Low-dose computed tomography (LDCT) reduces patient radiation exposure but introduces substantial noise that degrades image quality and hinders diagnostic accuracy. Existing denoising approaches often require many diffusion steps, limiting real-time applicability. We propose a Regularization-Enhanced Efficient Diffusion Probabilistic Model (RE-EDPM), a rapid and high-fidelity LDCT denoising framework that integrates a residual shifting mechanism to align low-dose and full-dose distributions and performs only four reverse diffusion steps using a Swin-based U-Net backbone. A composite loss combining pixel reconstruction, perceptual similarity (LPIPS), and total variation (TV) regularization effectively suppresses spatially varying noise while preserving anatomical structures. RE-EDPM was evaluated on a public LDCT benchmark across dose levels and anatomical sites. On 10 percent dose chest and 25 percent dose abdominal scans, it achieved SSIM = 0.879 (0.068), PSNR = 31.60 (2.52) dB, VIFp = 0.366 (0.121) for chest, and SSIM = 0.971 (0.000), PSNR = 36.69 (2.54) dB, VIFp = 0.510 (0.007) for abdomen.
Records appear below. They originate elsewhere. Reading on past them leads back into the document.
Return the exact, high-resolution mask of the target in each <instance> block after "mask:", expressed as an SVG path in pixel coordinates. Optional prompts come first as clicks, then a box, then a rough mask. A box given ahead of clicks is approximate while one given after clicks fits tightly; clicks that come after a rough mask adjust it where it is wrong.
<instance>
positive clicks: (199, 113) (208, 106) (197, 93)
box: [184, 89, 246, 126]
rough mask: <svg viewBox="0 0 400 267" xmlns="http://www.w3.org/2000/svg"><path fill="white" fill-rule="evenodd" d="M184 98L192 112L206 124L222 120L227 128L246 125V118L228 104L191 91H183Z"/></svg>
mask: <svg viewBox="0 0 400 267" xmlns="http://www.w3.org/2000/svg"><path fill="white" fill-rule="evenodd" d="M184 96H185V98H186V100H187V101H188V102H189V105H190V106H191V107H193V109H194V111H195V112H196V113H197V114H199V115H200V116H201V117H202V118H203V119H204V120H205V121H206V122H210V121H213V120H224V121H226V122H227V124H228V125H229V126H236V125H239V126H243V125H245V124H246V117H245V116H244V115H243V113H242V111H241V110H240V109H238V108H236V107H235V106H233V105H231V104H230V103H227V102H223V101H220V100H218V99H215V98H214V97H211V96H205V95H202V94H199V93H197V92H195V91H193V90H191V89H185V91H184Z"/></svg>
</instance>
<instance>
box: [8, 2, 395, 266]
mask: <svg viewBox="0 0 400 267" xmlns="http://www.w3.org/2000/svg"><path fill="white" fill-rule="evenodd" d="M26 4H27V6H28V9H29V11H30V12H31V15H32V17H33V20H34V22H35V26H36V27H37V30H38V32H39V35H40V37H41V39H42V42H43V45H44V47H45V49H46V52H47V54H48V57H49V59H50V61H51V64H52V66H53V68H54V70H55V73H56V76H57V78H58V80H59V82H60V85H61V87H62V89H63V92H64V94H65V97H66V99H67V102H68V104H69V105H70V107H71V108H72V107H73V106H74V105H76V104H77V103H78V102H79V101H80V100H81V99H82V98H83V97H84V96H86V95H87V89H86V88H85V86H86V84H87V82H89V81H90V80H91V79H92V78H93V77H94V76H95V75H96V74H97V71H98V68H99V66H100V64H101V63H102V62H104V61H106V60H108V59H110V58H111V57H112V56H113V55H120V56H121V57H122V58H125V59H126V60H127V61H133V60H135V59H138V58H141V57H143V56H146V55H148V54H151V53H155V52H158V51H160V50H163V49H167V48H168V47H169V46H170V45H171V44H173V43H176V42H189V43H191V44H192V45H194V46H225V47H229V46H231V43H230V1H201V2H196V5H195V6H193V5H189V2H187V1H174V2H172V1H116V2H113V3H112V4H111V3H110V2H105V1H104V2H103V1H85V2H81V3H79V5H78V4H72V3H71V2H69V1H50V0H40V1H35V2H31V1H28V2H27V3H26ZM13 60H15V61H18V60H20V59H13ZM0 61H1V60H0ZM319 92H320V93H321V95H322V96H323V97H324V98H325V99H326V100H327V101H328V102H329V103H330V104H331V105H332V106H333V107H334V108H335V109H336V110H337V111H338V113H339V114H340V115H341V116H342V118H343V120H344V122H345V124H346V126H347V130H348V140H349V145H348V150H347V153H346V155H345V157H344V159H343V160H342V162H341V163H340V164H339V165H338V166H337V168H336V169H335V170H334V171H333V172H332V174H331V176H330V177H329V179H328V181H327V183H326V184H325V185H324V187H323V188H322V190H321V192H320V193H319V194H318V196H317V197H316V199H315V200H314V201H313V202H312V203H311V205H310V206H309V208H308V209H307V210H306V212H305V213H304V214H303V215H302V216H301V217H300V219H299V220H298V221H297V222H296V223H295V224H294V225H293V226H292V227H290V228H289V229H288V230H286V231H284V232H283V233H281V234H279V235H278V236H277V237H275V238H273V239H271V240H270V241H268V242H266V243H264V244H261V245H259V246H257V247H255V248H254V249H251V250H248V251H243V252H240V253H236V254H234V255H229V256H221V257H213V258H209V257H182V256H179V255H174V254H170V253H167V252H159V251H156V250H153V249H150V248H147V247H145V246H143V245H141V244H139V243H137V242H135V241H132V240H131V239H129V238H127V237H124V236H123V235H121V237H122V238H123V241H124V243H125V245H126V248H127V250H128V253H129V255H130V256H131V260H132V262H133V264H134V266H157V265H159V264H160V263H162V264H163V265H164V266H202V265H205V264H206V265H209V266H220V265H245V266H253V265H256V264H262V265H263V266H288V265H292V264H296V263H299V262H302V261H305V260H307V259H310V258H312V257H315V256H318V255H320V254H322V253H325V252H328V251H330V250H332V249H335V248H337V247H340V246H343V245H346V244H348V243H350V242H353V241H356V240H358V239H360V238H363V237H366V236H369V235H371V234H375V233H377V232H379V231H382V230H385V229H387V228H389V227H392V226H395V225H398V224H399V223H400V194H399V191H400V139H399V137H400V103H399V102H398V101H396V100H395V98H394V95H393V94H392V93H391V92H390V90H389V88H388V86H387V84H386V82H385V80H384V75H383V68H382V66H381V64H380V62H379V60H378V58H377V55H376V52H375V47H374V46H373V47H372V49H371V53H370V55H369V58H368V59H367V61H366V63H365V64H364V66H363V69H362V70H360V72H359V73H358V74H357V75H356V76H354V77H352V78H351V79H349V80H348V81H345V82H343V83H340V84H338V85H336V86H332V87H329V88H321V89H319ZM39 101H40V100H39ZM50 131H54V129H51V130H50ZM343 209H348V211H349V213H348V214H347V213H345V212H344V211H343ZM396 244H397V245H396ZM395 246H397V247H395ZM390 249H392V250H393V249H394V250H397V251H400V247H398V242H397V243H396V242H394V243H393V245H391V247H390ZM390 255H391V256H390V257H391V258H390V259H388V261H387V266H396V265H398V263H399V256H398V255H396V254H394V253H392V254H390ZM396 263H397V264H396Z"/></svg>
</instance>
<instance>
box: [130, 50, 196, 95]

Visual and statistical analyses, including ablation and Wilcoxon signed-rank tests (p < 0.05), confirm significant contributions from residual shifting and regularization terms. RE-EDPM processes two 512x512 slices in about 0.25 s on modern GPUs, supporting near real-time clinical use. The proposed framework achieves an optimal balance between noise suppression and anatomical fidelity, offering an efficient solution for LDCT restoration and broader medical image enhancement tasks.